“Children will have to be taught about homosexual acts in health class”
By Hilary White
ST. PAUL/MINNEAPOLIS, November 7, 2005 (LifeSiteNews.com) – This week, Bishop Fred Henry of Calgary will give a talk to a group of Christian pastors in Eden Prairie Minnesota, on the ramifications of the Canadian redefinition of marriage. Henry spoke to a local reporter yesterday saying that the passage of the same-sex “marriage” law has triggered a social revolution in Canada.
In the last two years, Bishop Henry has endeared himself to family advocates in Canada as the only member of the Canadian Catholic hierarchy to be so outspoken in his opposition to the homosexual political agenda as to risk prosecution. His courage has attracted attention in the United States where laws legalizing same-sex unions are pending in many jurisdictions and the fight to preserve marriage is often being more agressively carried on by Christians, church leaders and others than it has been so far in “nice” Canada.
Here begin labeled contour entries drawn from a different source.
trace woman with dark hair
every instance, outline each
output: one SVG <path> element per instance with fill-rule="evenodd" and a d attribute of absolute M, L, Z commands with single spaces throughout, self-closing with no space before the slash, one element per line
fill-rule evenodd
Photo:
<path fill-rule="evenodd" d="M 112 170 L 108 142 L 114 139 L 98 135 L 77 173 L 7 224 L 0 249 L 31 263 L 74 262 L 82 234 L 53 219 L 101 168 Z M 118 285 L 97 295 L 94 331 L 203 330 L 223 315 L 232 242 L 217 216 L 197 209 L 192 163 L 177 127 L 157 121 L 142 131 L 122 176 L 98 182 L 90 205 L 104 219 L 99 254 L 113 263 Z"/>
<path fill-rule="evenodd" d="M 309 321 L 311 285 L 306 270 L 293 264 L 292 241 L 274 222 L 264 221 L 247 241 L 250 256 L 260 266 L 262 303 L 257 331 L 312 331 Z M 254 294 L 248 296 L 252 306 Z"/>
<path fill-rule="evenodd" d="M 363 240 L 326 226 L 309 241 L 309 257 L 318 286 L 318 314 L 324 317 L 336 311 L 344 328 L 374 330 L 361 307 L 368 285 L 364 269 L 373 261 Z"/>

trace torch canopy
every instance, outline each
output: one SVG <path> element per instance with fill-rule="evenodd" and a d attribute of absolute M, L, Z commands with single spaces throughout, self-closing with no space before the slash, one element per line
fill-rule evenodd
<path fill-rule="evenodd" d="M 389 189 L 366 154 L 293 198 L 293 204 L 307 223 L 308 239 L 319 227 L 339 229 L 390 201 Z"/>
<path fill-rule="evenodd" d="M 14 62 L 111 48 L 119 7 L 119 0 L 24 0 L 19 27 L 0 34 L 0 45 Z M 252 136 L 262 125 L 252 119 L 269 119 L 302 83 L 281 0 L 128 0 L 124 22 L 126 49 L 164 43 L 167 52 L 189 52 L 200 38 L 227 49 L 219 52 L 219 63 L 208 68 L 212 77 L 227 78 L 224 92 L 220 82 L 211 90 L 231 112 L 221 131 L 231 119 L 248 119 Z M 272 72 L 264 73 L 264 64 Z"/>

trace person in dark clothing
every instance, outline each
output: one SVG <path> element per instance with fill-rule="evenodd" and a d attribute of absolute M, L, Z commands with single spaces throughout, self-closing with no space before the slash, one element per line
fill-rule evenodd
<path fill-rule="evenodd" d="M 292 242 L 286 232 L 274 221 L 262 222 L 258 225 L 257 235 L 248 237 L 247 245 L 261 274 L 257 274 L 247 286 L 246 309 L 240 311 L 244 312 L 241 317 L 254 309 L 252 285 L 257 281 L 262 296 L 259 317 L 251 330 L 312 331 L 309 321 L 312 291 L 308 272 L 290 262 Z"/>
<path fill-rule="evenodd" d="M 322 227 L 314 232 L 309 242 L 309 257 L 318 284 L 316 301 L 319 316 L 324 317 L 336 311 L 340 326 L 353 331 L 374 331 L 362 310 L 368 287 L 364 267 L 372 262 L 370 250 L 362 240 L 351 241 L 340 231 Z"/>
Henry’s comments appeared in the Minnesota Star Tribune, in which he said the legal alteration has created an oppressive atmosphere in Canada where public opposition to the homosexual legal juggernaut is outlawed and children are forcibly indoctrinated in the public schools.
Minnesota is currently facing a state proposal to preserve the traditional legal definition of marriage and is under siege from homosexual activists and their supporters who are using, says Henry, exactly the same rhetoric that worked to gain their ends in Canada.
He told Minneapolis Star Tribune reporter Katherine Kersten that, as in Minnesota, voters in Canada were told that the change would not affect any existing marriages but would merely expand marriage to make it more fair and “inclusive.”
The change, he pointed out, means not that all marriages are treated equally, but that any preference for normal male/female marriage can be interpreted as unconstitutionally discriminatory, a “violation of human rights”.
“Canadians who believe in the historic definition of marriage, who believe that children need a mother and father, are now the legal equivalent of racists,” Henry said.
Henry said that the Canadian legal establishment is “combing through its laws and institutions to remove evidence of heterosexist discrimination.” References in law and government to the “wife,” “husband,” “mother,” “father,” are being eliminated across the board.
Among the hottest battlegrounds are Canadian schools, Henry says. “Children will have to be taught about homosexual acts in health class, as they now are about heterosexual acts.”
Such classes and curriculum material are in fact already in place, but until the passage of the law, parents could opt their children out. Henry said, “Books that promote same-sex marriage are being introduced in some elementary schools. In one action, complainants have demanded ‘positive queer role models’ across the whole curriculum. If parents complain, they’ll be branded as homophobes.”
The enforcers of the new Canadian morality are, says Henry, the Human Rights Tribunals, an extra-judicial “court” that does not recognize a requirement to follow established legal practices that make up due process. “The human rights tribunals have become like thought police.”
Henry himself has experienced this personally, “In Canada, you can now use the coercive powers of the state to silence opposition.”